Lo scontro sulla comunicazione e la conseguente demonizzazione della tecnologia continuano anche oggi. Alcuni vorrebbero attribuirne la responsabilità alla Chiesa. Al contrario, la Chiesa ha dato
prova di riconoscere le potenzialità e la vocazione dei nuovi canali di comunicazione. (leggi su w2.vatican.va)
Ne è una prova il recente messaggio per la 53a Giornata delle Comunicazioni Sociali. In questo, Papa Francesco sottolinea
come la comunicazione sia relazione. Non a caso, etimologicamente, ritroviamo la stessa radice di com-unione e con-divisione: si tratta di qualcosa che si mette in comune. Non si possono certo
nascondere i rischi che la pervasività di Internet porta con sé, ne sono esempi la disinformazione (le fake news) e il cyberbullismo. Ma Francesco ci ricorda che la rete è “solo” uno
strumento, neutro per definizione: non può essere, in sé, buono o cattivo ma assume la connotazione dello scopo e delle modalità con cui si utilizza.
La tecnologia è uno strumento complesso, fatto di tanti e diversi nodi, cioè le persone che, a loro volta, costituiscono una comunità (o community se restiamo nel linguaggio del mondo virtuale).
Questa comunità è salda ed è sana solo se alimentata da tre attitudini di base: volontà di ascolto, desiderio di dialogo e senso di responsabilità. Sì, perché, se non si può non comunicare, allora siamo chiamati a comunicare bene!
La corretta informazione, prima, e la corretta comunicazione poi, sono doveri dei singoli e sono dei processi biunivoci, che si devono attivare cioè nei due momenti fondamentali della comunicazione: nella emissione e nella decodifica del messaggio comunicativo. Abbiamo dunque la responsabilità di mandare un messaggio corretto ed etico, ma anche la responsabilità di non discernere di fronte a un messaggio che, magari verosimile o seducente, non si rivela veritiero o rispettoso della dignità della persona.
L’invito che ci fa il Papa è ad un “uso positivo” dello strumento tecnologico, un uso che sappia “andare oltre”: oltre la contrapposizione che vuole definire le identità, oltre gli stereotipi e i pregiudizi che limitano la rete creando gruppi chiusi, oltre i limiti fisici del messaggio stesso, avendo come meta l’accoglienza della persona nella sua totalità. Non solo, Francesco ci spinge ad andare oltre noi stessi: oltre l’utilizzo della rete come scudo per isolarci e per creare una realtà in cui non c’è incontro profondo con la persona.
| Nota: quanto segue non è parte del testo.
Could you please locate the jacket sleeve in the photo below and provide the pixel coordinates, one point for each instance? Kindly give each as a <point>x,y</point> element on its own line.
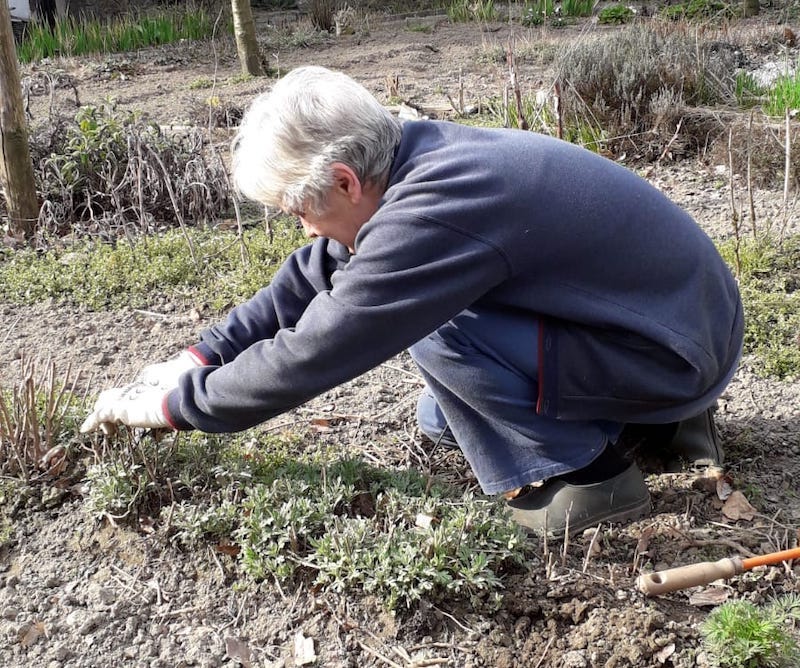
<point>407,278</point>
<point>305,273</point>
Al contrario, mettere comunicazione (e in comune) implica per prima cosa mettere “in gioco” noi stessi nell’incontro con l’altro.
D’altronde, ci ricorda il Pontefice, la “nostra identità [di cristiani NdA] è fondata sulla comunione e sull’alterità”. Comunione che è comunicazione, fede che è incontro e relazione sono tutti tratti importanti del nostro credo in un Dio che non a caso è Trinità! Arrivare alla persona, oltre il messaggio, richiede la profondità dello sguardo, lo “sguardo di inclusione che impariamo da Cristo”. Solo partendo da questi presupposti si può arrivare a una accoglienza totale dell’altro, virtuale prima e di persona poi, e a una comunione che rende davvero autentica e positiva la società in cui viviamo.